A regra é que, feitas as alegacões, o juiz necessite de um tempo para avaliar as suas notas e decidir em função dos argumentos tanto do Ministério Público e como dos advogados
Em caso de ausência ou impedimento dos advogados, o tribunal deveria nomear defensores oficiosos, o que se tivesse acontecido levaria ao mesmo resultado que os advogados pretendiam, ou seja, os defensores oficiosos, certamente, pediriam tempo para analisar o caso e para isso o juiz teria de determinar o fim da prisão preventiva e decretar a continuação do julgamento com os arguidos em liberdade.
Tudo indica que estamos em presença de mais um caso em que a opinião pública influencia o convencimento das decisões tomadas pelos tribunais.
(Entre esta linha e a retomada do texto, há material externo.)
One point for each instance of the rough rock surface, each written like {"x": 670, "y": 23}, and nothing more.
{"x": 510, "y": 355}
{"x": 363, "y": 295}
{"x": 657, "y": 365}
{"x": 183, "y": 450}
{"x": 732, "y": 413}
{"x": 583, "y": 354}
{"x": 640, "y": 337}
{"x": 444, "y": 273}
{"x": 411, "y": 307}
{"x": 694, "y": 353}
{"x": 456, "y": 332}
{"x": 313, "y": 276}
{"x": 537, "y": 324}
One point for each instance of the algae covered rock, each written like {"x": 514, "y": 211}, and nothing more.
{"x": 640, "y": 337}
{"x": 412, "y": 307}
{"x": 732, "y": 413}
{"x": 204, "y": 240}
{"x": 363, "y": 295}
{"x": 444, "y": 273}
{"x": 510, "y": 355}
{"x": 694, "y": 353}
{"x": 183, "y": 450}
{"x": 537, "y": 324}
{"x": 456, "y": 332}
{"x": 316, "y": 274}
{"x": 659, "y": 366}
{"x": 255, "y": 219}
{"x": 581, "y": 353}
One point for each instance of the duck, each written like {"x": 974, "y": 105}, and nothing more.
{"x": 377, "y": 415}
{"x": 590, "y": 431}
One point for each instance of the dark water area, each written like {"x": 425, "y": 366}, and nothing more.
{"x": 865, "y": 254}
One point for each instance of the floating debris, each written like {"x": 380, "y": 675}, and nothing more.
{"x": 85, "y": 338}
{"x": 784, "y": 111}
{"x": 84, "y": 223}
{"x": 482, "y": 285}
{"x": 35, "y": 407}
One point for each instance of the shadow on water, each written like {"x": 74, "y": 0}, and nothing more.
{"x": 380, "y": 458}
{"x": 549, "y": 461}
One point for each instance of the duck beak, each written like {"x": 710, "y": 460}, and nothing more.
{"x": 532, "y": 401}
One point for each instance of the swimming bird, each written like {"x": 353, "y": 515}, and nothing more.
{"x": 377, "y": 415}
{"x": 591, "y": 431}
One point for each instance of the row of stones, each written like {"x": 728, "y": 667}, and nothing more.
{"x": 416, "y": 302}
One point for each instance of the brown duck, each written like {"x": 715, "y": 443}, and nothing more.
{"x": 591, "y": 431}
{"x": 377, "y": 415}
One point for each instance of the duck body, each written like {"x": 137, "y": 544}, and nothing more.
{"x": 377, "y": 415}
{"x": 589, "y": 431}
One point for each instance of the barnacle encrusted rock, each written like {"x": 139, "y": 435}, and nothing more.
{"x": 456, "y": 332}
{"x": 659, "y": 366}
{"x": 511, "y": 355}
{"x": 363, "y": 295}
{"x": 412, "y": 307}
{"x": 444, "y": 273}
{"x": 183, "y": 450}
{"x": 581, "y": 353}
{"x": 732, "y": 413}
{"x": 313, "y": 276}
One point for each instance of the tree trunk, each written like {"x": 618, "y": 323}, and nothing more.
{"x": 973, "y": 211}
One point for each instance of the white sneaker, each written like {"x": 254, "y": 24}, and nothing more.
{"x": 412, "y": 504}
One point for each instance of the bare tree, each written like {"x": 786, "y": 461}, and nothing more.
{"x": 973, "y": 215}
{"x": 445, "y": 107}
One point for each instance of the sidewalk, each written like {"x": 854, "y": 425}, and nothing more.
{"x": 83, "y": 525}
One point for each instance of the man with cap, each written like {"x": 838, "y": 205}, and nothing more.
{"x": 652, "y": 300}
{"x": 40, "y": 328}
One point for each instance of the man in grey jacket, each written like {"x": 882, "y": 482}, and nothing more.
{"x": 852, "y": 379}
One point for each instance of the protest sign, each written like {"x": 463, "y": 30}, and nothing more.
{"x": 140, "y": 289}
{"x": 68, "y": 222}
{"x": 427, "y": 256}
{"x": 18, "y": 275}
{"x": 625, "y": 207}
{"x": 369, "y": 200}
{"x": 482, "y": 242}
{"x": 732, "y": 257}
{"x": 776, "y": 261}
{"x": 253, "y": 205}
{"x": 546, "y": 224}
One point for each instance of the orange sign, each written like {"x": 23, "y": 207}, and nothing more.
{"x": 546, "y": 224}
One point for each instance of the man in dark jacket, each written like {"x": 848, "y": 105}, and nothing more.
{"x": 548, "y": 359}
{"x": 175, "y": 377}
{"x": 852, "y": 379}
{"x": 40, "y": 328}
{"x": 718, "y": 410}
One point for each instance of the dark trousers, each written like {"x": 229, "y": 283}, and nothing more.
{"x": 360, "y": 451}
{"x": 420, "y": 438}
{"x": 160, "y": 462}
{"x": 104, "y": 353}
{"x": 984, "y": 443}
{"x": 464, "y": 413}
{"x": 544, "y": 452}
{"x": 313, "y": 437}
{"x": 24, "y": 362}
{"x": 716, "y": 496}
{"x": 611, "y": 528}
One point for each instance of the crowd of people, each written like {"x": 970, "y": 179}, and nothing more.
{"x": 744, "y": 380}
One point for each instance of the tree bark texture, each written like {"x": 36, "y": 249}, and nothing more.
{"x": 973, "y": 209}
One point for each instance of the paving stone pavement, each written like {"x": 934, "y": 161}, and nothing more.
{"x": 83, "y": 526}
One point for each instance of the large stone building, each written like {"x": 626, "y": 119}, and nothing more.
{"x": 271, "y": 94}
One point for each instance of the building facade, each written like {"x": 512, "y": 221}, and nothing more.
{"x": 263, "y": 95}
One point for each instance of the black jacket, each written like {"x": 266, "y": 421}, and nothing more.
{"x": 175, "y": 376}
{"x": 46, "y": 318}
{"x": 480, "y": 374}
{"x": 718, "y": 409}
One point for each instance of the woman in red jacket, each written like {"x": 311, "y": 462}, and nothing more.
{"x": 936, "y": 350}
A discussão continua a ser até que ponto a decisão final dos jurados, antes mesmo do julgamento, sofre mudanças baseadas na opinião formada na opinião pública?
Na ausência de uma explicação melhor ou de provas para qualquer outra afirmação, acreditamos que, perante o excesso de prisão preventiva, o juiz terá tido receio de fazer cumprir a lei, temendo as reacções da sociedade depois de, na praça pública, já se ter "declarado” os acusados de culpados dos crimes de que iam acusados.
Qualquer outra suposição é ainda mais grave do que a eventual falta de coragem do juiz em fazer justiça.
Esta é a razão porque temos vindo a ser rigorosos defensores do princípio da presunção da inocência. O sensacionalismo e a violação da presunção de inocência acabam inevitavelmente por se repercutir na vida de alguém. O mais provável é que estes arguidos estejam a pagar mais pelo que se disse deles do que pelos crimes que realmente cometeram.